A meta-analysis of seven eligible papers on the research carried out by Zini et al. concluded that spontaneous pregnancy loss is associated with sperm DFI. The results were based on SCSA and TUNEL array, and the sample size ranged from 50 to 388. Leach et al. indicated that 108 couples with a history of RPL showed sperm with high levels of DNA fragmentation on evaluation using SCSA. In addition, Kumar et al. and Kamkar et al., using the same method, observed that the DFI was higher in the RPL group of 42 patients compared to that in a control group of 45 patients. Carlini et al. investigated 112 men from RPL couples, 114 infertile men with 1 or more impaired semen parameters, and 114 fertile men with high-quality semen by analyzing the SDF using TUNEL, and they found that the DFI was higher in the RPL group than that in the fertile controls (18.8% ± 7.0% vs 12.8% ± 5.3%, P < 0.001), and similar to that in infertile patients. Most of these studies used either the SCSA or the TUNEL method, and the study population was relatively large. Our results are in accordance with the above-mentioned research. However, there are some studies that have observed that the DFI was higher in the RPL group of patients than that in the control group using the SCD method.,
Others, in contrast, reported that there was no significant correlation between DNA fragmentation and RPL and concluded that DFI was not an important cause and predictive factor for RPL. Gil-Villa et al. evaluated the DFI in a control group (18.5% ± 4.2%) and RPL group (16.3% ± 4.0%) using the SCSA test and found no significant difference between 23 couples with history of RPL and 11 men with recent fertility. Bellver et al. found that there was no statistically significant difference in the DFI (using the SCD test method) between a group of 30 patients with RPL and the 30 controls, and Coughlan et al. came to the same conclusion using the SCD test in 16 RPL patients.
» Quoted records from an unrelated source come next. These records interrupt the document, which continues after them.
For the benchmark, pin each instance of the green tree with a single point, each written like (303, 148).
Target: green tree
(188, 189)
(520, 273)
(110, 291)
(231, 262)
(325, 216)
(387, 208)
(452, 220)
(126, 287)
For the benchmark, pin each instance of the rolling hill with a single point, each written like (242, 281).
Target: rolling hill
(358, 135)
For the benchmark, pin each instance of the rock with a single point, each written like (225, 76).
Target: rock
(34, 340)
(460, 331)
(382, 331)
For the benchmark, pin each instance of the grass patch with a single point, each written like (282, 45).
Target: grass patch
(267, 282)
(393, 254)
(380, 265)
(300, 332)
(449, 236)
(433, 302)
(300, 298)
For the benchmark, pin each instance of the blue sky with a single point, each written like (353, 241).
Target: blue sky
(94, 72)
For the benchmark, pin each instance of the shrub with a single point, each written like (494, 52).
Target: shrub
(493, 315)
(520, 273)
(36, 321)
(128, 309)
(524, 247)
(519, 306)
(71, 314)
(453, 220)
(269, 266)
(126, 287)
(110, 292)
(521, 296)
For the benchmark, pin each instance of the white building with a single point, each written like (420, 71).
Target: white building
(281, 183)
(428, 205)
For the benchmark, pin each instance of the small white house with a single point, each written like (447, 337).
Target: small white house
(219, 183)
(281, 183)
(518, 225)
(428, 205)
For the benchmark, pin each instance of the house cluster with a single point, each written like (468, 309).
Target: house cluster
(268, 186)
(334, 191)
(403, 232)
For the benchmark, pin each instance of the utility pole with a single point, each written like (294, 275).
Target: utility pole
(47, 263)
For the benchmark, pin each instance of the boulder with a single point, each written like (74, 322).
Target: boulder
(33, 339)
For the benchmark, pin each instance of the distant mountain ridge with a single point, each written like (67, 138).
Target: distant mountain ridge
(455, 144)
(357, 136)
To our knowledge, the present study is the first investigation of the male factor in RPL following natural conception in a large cohort of Chinese patients. We also analyzed the correlation between semen parameters and DFI. Progressive motility of sperm, TMSC, sperm concentration, and male age showed correlation to the DFI, with no significant differences for other semen parameters. Previous studies conducted to demonstrate the correlation between SDF and semen parameters showed mixed results in RPL patients. Zhang et al. showed that there were no significant differences in ejaculate volume, sperm concentration, or percentage of abnormal forms between 111 RPL men and 30 healthy fertile controls. Brahem et al. found that sperm motility was higher in the control group (P < 0.001), and they did not find any statistically significant difference in other semen parameters between the RPL and control groups. Bhattacharya et al. studied 74 RPL men and 65 fertile men and found no significant difference in age and semen parameters. Further, Khadem et al. also did not find any statistically significant difference in semen parameters except for a negative correlation between SDF and progressive motility (r = −0.613; P < 0.001) and percentage of abnormal forms (r = −0.764; P < 0.001). Carlini et al. found that SDF had a positive correlation with sperm morphology, although this was not statistically significant. However, there was a moderate inverse correlation between SDF and progressive motility (r = −0.41, P < 0.001). Besides, they found no correlation between SDF and the total sperm count. The inconsistency in the results of different studies is due to the differences in the techniques used, sample size, and cutoff values of DFI.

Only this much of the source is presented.